You can always write a script or program yourself using an AWS SDK to do whatever you wish.

How to copy S3 objects between regions with Amazon AWS PHP SDK?

I'm trying to copy Amazon AWS S3 objects between two buckets in two different regions with Amazon AWS PHP SDK v3. This would be a one-time process, so I don't need cross-region replication. Tried to use copyObject() but there is no way to specify the region.
$s3->copyObject(array(
'Bucket' => $targetBucket,
'Key' => $targetKeyname,
'CopySource' => "{$sourceBucket}/{$sourceKeyname}",
));
Source:
http://docs.aws.amazon.com/AmazonS3/latest/dev/CopyingObjectUsingPHP.html
You don't need to specify regions for that operation.

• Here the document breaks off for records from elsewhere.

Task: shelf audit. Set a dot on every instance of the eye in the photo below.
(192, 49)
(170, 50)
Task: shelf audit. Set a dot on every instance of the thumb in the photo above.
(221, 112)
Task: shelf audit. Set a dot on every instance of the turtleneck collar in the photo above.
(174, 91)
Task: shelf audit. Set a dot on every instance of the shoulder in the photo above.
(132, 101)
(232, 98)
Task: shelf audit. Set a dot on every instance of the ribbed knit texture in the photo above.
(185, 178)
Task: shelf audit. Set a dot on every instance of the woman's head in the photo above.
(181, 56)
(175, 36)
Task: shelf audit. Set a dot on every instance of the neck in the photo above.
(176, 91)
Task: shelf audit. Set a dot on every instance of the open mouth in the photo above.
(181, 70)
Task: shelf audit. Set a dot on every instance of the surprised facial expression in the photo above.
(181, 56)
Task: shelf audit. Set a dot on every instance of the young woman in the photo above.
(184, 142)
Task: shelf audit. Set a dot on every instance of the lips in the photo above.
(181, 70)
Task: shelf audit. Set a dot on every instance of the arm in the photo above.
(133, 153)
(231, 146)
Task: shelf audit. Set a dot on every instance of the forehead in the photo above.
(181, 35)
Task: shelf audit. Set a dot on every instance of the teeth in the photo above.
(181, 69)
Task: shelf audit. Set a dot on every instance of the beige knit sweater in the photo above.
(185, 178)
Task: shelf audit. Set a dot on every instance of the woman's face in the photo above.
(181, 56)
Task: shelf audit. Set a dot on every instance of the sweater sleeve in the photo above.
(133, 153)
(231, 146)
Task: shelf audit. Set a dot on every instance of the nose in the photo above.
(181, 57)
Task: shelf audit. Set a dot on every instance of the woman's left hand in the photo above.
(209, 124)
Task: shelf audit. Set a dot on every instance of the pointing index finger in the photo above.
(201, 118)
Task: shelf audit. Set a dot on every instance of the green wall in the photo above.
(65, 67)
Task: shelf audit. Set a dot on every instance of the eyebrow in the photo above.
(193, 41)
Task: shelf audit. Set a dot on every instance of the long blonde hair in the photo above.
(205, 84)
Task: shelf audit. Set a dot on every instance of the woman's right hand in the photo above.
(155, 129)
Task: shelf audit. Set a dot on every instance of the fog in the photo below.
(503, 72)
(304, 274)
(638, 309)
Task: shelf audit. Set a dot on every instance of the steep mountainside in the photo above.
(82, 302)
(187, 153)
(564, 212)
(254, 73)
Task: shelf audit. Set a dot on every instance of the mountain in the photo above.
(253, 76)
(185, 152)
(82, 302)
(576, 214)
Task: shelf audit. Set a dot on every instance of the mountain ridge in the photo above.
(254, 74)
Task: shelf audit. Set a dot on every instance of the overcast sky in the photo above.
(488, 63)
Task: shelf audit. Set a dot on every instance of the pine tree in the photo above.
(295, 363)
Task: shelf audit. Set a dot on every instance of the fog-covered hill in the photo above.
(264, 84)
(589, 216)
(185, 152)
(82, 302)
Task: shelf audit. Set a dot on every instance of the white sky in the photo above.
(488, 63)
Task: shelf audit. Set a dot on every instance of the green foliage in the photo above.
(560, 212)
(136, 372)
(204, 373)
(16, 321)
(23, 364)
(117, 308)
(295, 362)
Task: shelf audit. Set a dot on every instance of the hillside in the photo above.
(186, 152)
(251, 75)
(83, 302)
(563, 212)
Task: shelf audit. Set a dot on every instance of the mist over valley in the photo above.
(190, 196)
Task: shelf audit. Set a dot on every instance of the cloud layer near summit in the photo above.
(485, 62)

It'll find out the target bucket's region and copy it.
But you may be right, because on AWS CLI there is source region and target region attributes which do not exist on PHP SDK. So you can accomplish the task like this:
Create an interim bucket in the source region.
Create the bucket in the target region.
Configure replication from the interim bucket to target one.
On interim bucket set expiration rule, so files will be deleted after a short time automatically from the interim bucket.
Copy objects from source bucket to interim bucket using PHP SDK.
All your objects will also be copied to another region.
You can remove the interim bucket one day later.
Or use just cli and use this single command:
aws s3 cp s3://my-source-bucket-in-us-west-2/ s3://my-target-bucket-in-us-east-1/ --recursive --source-region us-west-2 --region us-east-1
Different region bucket could also be different account. What others had been doing was to copy off from one bucket and save the data temporary locally, then upload to different bucket with different credentials. (if you have two regional buckets with different credentials).
Newest update from CLI tool allows you to copy from bucket to bucket if it's under the same account. Using something like what Çağatay Gürtürk mentioned.